La terapia comportamentale intensiva prevedeva 30 sessioni di 15 minuti tenute da un dietista, allo scopo di aumentare l’attività fisica e ridurre l’apporto calorico tramite una dieta sostitutiva del pasto ipocalorica, che per le prime 8 settimane prevedeva l’assunzione di 1.000-1.200 calorie al giorno sotto forma di pasti liquidi, barrette e cibi convenzionali con porzioni controllate. Successivamente l’apporto calorico giornaliero era fissato a meno di 1.200 o 1.800 calorie per chi aveva un peso al basale inferiore rispettivamente a 90 o 136 kg.

Tutti i partecipanti sono anche stati seguiti per effettuare 100 minuti a settimana di esercizio di intensità moderata, che aumentavano di 15 minuti ogni 4 settimane.

Maggiore perdita di peso con semaglutide
I soggetti che hanno aggiunto alla IBT l’ipoglicemizzante semaglutide hanno perso significativamente più peso rispetto a quanti seguivano la sola terapia comportamentale, ha riferito durante la presentazione Thomas Wadden dell’Università della Pennsylvania a Philadelphia. «Dopo 68 settimane, i soggetti trattati con semaglutide più IBT hanno perso in media il 16% del peso corporeo, mentre quelli con placebo più IBT hanno perso solo circa il 5,7% (differenza di trattamento stimata, ETD, -10,3, P<0,0001)», ha aggiunto

Inoltre, soddisfacendo l’endpoint co-primario dello studio, il gruppo semaglutide più IBT ha raggiunto riduzioni di peso significativamente superiori rispetto alla sola IBT:

  • Riduzione di peso di almeno il 5%: 87% con semaglutide vs 48% con sola IBT
  • Riduzione di peso di almeno il 10%: 75% vs 27%
  • Riduzione di peso di almeno il 15%: 56% vs 13%
  • Riduzione di peso di almeno il 20%: 36% vs 4%

«All’aumentare della perdita di peso ci si aspetta una maggiore riduzione dei fattori di rischio cardiovascolari, ed è proprio quello che abbiamo osservato» ha detto Wadden. «Inoltre i soggetti trattati con semaglutide più IBT hanno ottenuto una diminuzione di 14,6 cm della circonferenza della vita rispetto a 6,3 cm con la IBT da sola (ETD -8,3 cm, p<0,0001).

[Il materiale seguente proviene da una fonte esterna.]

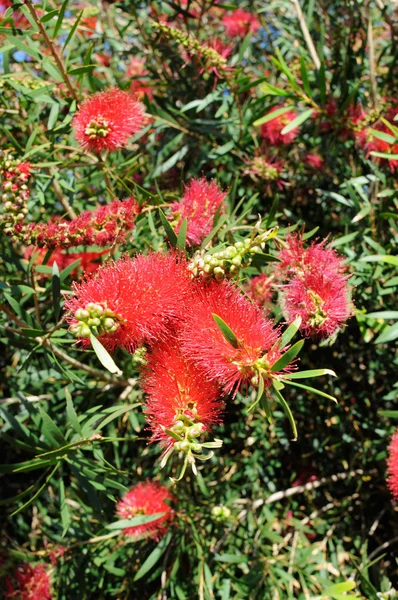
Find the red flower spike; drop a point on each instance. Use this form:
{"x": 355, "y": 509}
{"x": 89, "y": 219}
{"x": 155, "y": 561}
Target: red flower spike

Anche se tutti i partecipanti erano euglicemici al basale, il gruppo semaglutide ha ottenuto un calo significativo dei livelli di HbA1c, che si è ridotta dello 0,51% rispetto allo 0,27% nel braccio di confronto (ETD -0,24%, p<0,0001).

La terapia con semaglutide ha anche comportato una riduzione significativamente maggiore della pressione sanguigna, con un calo di 5,6 mm Hg di quella sistolica e di 3 mm Hg della diastolica, anche se si è verificato un aumento del polso con il trattamento attivo, in particolare durante le prime 16 settimane di trattamento, che è lentamente diminuito nel corso dello studio. Al termine della settimana 68 questa differenza non era più significativa, con un aumento di 3,1 battiti/min per quanti avevano assunto semaglutide rispetto a un aumento di 2,1 battiti/min con la sola IBT.

Dal punto di vista dell’infiammazione sono migliorati significativamente i livelli di proteina C-reattiva tra i soggetti trattati, con una riduzione stimata del 60% rispetto al 23% con la IBT da sola (media 4,46 mg/dl al basale, ETD -48%, p<0,0001).

Come previsto un dosaggio più elevato di semaglutide ha aumentato l’incidenza di effetti collaterali gastrointestinali, principalmente nausea, vomito, diarrea e costipazione (83% vs 63% con sola IBT). Nel complesso semaglutide ha comportato anche una percentuale maggiore di eventi avversi gravi (9% vs 3%), legati principalmente a complicazioni con la funzione della cistifellea, come lo sviluppo di calcoli biliari o la necessità di una colecistectomia.